And then you might want to skim through An Evil Copy: How the Loader Betrays You:
Slightly OT, there was a very fun ActionScript exploit published by Mark Dowd of IBM in 2008. I'm reminded of it because it's about memory protection vulnerabilities.
"Application-Specific Attacks: Leveraging the ActionScript
Also it is interesting that the powerpc elf loader verifies that the e_ehsize is the same size as the allocated buffer, perhaps they had an issue at one point.
Thoughts for chapter 2: stuff that often confuses me: PLT, GOT, FDE/CIE.
1. Space for NULL should be big enough for at least a medium-sized structure, otherwise (*NULL)->field = blah will overwrite your code.

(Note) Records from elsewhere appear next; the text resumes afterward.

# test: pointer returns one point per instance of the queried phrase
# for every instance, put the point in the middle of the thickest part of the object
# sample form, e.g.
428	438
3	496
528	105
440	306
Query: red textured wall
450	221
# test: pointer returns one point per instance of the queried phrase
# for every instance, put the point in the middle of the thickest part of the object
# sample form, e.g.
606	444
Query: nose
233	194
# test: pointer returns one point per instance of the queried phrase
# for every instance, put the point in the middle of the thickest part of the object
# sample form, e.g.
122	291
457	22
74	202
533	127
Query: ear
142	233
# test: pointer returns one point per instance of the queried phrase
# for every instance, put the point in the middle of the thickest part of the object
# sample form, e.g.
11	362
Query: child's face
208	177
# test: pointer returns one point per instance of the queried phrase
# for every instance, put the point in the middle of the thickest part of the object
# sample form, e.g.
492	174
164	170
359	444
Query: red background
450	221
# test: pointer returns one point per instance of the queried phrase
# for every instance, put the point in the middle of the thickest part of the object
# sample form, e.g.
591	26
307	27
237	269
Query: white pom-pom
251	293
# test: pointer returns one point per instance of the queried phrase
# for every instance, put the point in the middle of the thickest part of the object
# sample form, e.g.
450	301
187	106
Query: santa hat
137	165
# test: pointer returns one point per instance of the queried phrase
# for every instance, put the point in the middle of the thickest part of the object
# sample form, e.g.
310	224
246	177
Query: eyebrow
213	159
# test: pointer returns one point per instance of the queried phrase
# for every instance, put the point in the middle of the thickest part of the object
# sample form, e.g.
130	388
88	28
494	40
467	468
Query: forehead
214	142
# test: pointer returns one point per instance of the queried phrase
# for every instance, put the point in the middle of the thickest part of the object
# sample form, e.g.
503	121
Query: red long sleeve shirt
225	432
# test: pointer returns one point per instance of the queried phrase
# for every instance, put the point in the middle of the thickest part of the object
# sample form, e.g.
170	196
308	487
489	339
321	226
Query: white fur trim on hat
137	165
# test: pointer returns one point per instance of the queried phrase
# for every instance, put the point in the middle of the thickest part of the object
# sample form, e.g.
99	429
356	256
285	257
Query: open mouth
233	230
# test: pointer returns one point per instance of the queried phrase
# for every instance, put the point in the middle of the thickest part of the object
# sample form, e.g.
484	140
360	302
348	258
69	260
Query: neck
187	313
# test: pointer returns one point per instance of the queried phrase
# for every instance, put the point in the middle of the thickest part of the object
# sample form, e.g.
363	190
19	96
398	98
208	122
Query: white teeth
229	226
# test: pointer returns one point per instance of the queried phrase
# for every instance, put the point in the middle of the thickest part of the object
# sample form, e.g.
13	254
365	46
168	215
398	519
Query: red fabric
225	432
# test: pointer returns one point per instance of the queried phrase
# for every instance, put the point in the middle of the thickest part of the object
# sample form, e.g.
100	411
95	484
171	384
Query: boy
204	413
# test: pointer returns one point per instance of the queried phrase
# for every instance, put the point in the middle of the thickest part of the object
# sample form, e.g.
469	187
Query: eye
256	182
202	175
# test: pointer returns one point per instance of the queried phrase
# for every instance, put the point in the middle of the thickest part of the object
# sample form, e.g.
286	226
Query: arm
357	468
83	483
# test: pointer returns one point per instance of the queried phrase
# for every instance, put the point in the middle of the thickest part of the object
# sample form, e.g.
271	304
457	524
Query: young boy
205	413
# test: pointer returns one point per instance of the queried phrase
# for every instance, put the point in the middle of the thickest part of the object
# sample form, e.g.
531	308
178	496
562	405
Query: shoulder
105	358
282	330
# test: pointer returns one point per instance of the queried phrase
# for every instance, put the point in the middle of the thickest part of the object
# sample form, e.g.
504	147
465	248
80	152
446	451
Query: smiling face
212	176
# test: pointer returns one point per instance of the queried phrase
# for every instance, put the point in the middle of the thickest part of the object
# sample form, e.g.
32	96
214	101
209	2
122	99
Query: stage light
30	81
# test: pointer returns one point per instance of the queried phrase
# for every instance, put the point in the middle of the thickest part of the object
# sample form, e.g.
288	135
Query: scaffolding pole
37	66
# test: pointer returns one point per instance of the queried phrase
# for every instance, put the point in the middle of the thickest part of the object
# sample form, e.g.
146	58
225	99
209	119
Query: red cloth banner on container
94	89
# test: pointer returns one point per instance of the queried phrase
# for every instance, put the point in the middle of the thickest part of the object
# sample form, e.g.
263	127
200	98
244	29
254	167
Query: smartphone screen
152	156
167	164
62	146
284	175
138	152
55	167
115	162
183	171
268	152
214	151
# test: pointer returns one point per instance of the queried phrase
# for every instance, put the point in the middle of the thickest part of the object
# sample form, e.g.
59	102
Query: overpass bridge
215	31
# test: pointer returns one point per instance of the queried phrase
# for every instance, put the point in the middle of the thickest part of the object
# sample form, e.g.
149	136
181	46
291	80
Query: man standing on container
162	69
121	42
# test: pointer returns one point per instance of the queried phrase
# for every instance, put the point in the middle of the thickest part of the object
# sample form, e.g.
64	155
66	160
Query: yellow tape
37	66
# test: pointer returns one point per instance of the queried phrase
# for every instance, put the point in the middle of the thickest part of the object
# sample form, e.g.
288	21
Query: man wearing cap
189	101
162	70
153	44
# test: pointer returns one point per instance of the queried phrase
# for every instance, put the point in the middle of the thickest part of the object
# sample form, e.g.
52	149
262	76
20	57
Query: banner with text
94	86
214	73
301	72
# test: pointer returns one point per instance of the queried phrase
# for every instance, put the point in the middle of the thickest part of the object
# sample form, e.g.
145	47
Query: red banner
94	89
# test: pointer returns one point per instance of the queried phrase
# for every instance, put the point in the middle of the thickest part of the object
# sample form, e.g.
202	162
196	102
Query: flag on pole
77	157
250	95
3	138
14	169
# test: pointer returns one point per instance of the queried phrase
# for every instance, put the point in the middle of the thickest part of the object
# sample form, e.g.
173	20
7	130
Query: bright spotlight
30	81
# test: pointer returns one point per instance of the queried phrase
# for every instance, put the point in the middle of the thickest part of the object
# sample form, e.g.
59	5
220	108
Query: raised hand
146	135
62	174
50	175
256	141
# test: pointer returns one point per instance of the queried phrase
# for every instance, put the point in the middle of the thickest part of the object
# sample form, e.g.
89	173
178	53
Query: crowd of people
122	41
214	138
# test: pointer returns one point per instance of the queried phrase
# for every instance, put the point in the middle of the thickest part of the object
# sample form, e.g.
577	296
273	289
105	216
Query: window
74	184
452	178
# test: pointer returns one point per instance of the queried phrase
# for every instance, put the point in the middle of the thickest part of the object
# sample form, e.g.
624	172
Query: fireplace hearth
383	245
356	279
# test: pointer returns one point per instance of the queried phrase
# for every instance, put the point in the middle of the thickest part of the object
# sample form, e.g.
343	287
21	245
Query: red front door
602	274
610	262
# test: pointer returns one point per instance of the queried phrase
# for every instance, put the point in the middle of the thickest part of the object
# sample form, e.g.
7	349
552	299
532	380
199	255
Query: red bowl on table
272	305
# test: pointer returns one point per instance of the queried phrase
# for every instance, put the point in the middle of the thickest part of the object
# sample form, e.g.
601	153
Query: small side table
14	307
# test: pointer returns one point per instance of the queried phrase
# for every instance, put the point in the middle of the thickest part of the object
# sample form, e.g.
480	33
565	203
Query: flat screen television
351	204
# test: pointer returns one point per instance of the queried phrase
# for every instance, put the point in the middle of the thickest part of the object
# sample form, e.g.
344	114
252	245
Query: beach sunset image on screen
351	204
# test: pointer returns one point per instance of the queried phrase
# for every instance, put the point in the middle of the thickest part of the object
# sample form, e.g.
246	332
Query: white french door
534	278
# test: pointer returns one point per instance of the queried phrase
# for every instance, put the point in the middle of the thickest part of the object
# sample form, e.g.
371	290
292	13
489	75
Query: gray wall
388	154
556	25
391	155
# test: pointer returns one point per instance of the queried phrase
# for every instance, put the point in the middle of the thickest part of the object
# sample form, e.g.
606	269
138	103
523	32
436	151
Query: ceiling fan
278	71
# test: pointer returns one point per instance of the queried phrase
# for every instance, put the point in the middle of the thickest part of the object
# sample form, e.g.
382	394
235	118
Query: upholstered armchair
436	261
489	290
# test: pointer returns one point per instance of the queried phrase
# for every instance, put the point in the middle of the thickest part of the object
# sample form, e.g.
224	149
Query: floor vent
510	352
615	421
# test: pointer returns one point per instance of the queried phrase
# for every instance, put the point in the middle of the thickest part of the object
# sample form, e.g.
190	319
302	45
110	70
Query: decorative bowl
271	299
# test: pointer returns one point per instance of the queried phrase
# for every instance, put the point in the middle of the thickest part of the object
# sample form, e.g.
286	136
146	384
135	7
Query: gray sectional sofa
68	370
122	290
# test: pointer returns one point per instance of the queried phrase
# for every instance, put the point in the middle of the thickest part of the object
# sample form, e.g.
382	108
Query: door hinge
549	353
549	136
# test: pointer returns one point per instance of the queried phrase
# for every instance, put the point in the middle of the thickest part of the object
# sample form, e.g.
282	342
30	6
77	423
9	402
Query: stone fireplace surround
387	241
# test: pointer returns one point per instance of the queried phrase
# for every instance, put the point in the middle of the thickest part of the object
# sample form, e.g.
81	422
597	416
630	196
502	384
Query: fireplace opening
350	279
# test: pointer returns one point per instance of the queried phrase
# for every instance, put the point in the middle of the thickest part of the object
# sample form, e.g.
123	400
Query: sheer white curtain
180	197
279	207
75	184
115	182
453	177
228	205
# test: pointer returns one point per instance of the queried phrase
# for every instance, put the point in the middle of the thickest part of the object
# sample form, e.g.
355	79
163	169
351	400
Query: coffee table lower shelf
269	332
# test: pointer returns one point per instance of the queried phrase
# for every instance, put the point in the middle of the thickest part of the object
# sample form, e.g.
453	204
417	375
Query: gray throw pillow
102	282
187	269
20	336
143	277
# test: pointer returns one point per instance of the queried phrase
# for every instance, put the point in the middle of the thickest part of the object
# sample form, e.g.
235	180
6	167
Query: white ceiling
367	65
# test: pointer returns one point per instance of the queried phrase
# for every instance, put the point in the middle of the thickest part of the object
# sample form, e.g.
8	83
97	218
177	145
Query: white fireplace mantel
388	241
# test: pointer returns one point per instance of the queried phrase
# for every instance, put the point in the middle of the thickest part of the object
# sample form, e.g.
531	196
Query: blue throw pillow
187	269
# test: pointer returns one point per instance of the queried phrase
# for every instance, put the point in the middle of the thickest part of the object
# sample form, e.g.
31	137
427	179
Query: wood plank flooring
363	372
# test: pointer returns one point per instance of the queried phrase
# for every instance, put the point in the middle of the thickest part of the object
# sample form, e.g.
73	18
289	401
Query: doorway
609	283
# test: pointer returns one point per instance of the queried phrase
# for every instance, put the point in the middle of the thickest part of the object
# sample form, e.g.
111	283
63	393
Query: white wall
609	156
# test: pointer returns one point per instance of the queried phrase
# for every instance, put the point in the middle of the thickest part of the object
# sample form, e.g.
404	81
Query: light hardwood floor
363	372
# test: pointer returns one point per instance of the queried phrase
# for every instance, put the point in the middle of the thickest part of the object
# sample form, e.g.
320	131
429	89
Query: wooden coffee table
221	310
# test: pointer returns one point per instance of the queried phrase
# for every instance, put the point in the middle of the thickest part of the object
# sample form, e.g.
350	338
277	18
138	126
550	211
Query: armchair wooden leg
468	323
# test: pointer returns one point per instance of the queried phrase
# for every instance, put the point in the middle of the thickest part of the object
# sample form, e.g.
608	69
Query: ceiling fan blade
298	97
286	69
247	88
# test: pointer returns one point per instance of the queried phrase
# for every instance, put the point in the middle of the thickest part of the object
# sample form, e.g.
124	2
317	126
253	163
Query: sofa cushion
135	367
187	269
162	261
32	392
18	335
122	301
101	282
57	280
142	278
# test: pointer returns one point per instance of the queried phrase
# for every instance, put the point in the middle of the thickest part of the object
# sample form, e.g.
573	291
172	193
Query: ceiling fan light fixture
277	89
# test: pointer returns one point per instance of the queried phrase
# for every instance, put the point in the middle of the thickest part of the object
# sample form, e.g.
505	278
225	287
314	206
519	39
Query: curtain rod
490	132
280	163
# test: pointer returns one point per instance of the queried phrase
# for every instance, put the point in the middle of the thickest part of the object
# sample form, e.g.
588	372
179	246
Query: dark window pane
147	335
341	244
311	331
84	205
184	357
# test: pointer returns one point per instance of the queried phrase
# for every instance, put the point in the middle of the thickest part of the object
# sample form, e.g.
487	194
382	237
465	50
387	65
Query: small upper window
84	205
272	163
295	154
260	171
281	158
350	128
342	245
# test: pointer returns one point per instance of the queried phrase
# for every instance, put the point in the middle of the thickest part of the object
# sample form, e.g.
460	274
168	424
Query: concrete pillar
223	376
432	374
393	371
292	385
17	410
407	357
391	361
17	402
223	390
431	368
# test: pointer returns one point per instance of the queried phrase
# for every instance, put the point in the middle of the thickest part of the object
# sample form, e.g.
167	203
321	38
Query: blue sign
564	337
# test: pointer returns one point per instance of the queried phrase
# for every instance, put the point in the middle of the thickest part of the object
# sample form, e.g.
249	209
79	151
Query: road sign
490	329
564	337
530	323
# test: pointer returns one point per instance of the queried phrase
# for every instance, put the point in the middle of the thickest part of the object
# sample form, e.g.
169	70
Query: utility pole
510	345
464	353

2. Because of (1), Linux (for example) doesn't even allow processes to map the first page or so of memory.
3. On many platforms the PC needs to be aligned to a word boundary.
One more question, though: how much space should be safe to leave for NULL? Is 128MB enough? Why not only as much as required?
I suppose it doesn't really matter anyway since the entry point location is virtual at this point anyway.
Linux allows you to configure the limit at /proc/sys/vm/mmap_min_addr.
I think it's specified by itanium C++ ABI (which sounds archaic but actually many other processors use the same one).
I don't recall if these things are ELF features or if the ELF only knows about the "eh_frame" section. It's interesting and kinda sorta related low-level stuff IMO.
Anyone know of something equivalent for Mach-o?
Makes you wonder how ELF's brother (PE) and daughter (WASM) are doing.